Just about a month after the attacks of Sept. 11, 2001, the White House feared it had been struck by a biological weapons attack and that everyone in the building, including at the time Vice President Cheney, had been exposed and would die, former President George W. Bush writes in his new memoir.
Mr. Bush was away at the time, visiting Shanghai for an Asian summit in his first trip since the terrorist strikes on New York and Washington. But when he called back to the White House using a secure video monitor in a blue tent set up to block Chinese eavesdroppers, the president was informed that a monitor had indicated the presence a deadly biological material.
“As soon as I saw Dick, I could tell something was wrong,” Mr. Bush writes, referring to the vice president. “His face was as white as his tie.”
Mr. Cheney explained: “Mr. President, one of the bio-detectors went off at the White House. They found traces of botulinum toxin. The chances are we’ve all been exposed.”
Secretary of State Colin L. Powell, with Mr. Bush in China, asked about the time of exposure. Mr. Bush wondered if Mr. Powell was doing the mental math to figure out if he had been exposed when last in the White House.
Stephen J. Hadley, then the deputy national security adviser, said the F.B.I. was testing the suspicious substance on mice and would know in 25 hours. If the mice were running around, feet down, everything was fine, but if they were dead, feet up, “we were goners,” Mr. Bush wrote. “Well, this is one way to die for your country,” said Condoleezza Rice, the national security adviser.

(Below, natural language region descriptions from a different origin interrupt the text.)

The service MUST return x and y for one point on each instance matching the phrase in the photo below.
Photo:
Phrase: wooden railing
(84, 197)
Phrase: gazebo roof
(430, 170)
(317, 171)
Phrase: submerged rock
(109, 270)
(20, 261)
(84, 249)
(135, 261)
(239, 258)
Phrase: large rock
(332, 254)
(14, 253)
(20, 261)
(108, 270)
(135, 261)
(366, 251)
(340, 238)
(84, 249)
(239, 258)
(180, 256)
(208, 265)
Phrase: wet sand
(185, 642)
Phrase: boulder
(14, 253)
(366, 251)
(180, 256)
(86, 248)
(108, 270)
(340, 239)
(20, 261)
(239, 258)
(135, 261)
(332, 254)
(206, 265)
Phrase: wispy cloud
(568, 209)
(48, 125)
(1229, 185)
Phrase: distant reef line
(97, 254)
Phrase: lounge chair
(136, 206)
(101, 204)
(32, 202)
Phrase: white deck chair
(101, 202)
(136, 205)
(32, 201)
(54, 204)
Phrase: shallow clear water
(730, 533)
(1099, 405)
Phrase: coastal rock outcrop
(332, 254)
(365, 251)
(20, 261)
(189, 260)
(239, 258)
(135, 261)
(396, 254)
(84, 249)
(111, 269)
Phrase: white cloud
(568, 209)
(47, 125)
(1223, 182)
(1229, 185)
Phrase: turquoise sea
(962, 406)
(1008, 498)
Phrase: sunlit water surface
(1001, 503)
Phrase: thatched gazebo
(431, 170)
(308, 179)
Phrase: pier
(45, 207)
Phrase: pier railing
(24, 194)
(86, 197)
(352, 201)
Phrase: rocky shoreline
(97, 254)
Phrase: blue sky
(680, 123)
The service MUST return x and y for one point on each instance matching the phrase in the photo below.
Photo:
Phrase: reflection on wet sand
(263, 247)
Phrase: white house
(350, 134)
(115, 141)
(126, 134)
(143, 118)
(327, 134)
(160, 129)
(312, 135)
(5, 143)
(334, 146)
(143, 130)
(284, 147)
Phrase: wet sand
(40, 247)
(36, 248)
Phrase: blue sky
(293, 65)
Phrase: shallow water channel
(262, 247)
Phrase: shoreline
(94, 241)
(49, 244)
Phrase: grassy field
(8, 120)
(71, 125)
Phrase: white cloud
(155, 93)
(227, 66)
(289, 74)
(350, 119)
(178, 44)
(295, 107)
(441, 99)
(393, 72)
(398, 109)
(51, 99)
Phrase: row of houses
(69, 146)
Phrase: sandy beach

When the results came back the next day, they were negative. “Feet down, not feet up,” Ms. Rice told Mr. Bush.
Mr. Bush writes about the false alarm to remind readers of the atmosphere following the Sept. 11 when it seemed that anything could happen.
“Years later, incidents like the botulinum toxin scare can seem fanciful and far-fetched,” he writes. “It’s easy to chuckle at the image of America’s most senior officials praying for lab mice to stay upright. But at the time, the threats were urgent and real.”
Six mornings a week, he writes, he received a “threat matrix” report summarizing potential attacks, many of them frightening and haunting. “For months after 9/11,” he writes, “I would wake up in the middle of the night worried about what I had read.”